Iran: Ripe for Revolution?

Five days of student protests in Iran's capital have brought a smile to the Bush administration. Will the ruling Islamic clerics soon be ousted by an Iranian people-power revolution?

Not likely. These latest protests, like those in 1999, which also turned violent, reveal more about the weakness of the reform movement than its strength. They are confined largely to universities, and incited mainly by Persian-language satellite broadcasts sent by exiles in Los Angeles. And the spark this time was a move to privatize universities, hardly the stuff to drive a revolution.

Still, Bush officials are right to ask if Iran's poor and burgeoning population of young people is finally fed up with theocratic rulers who allow only enough democracy to keep it from challenging their conservative social and political grip on the country.

Unlike with Iraq, which he has invaded, or North Korea, which he has tried to isolate through multilateral diplomacy, President Bush appears stumped on how to deal with an Iran that has a half-formed democracy and partially tolerates dissent.

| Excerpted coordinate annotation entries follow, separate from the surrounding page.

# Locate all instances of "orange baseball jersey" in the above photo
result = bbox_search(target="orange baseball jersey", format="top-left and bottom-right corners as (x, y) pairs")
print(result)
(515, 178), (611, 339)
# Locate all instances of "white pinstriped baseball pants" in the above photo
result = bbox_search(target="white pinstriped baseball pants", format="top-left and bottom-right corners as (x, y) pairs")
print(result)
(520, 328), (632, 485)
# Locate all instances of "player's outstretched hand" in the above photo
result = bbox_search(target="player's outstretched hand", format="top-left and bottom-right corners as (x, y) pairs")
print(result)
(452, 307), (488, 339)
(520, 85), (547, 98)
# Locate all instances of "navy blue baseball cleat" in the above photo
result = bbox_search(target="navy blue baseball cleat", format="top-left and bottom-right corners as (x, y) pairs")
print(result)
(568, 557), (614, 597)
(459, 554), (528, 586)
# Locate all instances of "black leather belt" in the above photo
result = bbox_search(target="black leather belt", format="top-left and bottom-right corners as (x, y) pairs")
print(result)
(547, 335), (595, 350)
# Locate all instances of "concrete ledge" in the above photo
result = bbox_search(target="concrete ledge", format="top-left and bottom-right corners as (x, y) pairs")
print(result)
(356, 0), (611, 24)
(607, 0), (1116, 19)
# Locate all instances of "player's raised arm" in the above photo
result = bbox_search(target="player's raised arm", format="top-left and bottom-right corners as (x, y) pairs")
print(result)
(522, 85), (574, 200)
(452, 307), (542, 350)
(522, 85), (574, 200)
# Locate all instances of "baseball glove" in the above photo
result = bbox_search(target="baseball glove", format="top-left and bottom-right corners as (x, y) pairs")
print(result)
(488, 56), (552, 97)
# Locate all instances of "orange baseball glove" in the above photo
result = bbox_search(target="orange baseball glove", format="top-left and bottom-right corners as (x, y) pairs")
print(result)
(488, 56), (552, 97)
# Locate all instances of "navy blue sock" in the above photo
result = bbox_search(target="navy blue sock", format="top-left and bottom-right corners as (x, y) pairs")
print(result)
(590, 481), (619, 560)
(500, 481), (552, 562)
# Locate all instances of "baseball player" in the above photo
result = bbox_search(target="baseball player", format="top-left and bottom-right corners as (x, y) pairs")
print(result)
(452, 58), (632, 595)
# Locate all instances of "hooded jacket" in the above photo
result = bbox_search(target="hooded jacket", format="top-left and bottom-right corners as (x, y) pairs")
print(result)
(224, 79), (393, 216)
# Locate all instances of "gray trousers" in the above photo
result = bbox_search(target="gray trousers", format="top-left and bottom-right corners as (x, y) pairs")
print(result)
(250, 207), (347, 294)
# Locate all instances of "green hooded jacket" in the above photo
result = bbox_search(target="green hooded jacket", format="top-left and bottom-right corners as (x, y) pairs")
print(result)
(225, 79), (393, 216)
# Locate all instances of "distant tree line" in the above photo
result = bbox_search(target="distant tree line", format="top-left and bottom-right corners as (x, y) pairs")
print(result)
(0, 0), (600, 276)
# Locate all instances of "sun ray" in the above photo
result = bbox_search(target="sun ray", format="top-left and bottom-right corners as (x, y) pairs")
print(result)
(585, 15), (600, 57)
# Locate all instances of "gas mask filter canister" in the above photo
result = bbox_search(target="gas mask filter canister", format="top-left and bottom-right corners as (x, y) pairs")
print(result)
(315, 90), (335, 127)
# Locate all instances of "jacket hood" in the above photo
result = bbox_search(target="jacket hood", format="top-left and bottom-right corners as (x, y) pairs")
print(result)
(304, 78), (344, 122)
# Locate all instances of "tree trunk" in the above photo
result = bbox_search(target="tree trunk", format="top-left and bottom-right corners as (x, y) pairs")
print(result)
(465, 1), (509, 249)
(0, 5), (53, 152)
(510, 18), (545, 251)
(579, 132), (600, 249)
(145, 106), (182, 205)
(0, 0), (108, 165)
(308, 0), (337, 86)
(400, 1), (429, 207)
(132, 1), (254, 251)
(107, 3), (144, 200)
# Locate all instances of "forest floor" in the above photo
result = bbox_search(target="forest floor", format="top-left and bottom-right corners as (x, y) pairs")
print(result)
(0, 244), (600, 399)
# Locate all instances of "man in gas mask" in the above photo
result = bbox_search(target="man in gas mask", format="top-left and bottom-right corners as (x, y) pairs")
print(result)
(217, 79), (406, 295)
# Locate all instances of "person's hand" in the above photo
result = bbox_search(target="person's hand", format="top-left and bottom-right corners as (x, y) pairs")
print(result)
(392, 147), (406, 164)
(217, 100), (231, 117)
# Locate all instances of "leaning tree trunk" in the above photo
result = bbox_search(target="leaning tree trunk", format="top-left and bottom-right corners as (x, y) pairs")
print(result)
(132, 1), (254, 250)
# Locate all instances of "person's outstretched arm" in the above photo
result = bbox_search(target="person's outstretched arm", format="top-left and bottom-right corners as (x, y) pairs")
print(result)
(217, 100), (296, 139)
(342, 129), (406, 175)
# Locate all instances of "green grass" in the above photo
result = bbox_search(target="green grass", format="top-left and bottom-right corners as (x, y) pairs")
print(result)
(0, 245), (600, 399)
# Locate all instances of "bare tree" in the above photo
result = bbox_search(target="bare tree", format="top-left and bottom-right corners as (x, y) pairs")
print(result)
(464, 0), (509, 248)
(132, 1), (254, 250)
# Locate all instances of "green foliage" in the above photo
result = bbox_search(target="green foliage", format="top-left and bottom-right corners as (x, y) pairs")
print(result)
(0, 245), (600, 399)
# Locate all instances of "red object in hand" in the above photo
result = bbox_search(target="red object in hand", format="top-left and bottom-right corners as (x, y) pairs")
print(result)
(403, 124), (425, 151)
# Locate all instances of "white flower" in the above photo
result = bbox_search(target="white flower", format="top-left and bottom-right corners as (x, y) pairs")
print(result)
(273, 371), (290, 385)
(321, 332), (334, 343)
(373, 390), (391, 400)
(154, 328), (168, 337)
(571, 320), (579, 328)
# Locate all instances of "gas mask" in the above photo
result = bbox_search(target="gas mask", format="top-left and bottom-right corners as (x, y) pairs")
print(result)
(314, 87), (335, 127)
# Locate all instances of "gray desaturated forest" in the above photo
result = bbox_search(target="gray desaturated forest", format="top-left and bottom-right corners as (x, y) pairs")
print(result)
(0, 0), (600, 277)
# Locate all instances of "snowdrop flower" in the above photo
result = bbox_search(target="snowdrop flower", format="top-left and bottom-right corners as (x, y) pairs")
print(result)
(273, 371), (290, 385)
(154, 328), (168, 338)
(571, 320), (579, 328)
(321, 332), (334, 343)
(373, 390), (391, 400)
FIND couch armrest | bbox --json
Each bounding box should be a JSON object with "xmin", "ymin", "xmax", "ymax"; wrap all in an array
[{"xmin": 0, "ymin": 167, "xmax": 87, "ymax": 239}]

Bush officials verbally support the dissent, but know that any material support for "regime change" would backfire. They haven't endorsed a Senate bill that would fund Iranian pro-democracy groups. Iran's clerics claim that covert US aid is already behind the protests; this allows them to whip up anti-American sentiment and send out thugs to attack students.

Mr. Bush already has Iran on the defensive in the United Nations, which has found that Iran's nuclear program violates international rules. And the US charges some Iranian leaders with supporting an Al Qaeda bombing in Saudi Arabia last month, in addition to Iran's long support for Hizbollah in Lebanon.

Rebellion in Iran may be years away, yet the US needs action soon. Iran might have a nuclear device within a few years. For now, the best course is direct diplomacy and urging other nations to push Iran for more democracy and an end to support for terrorists.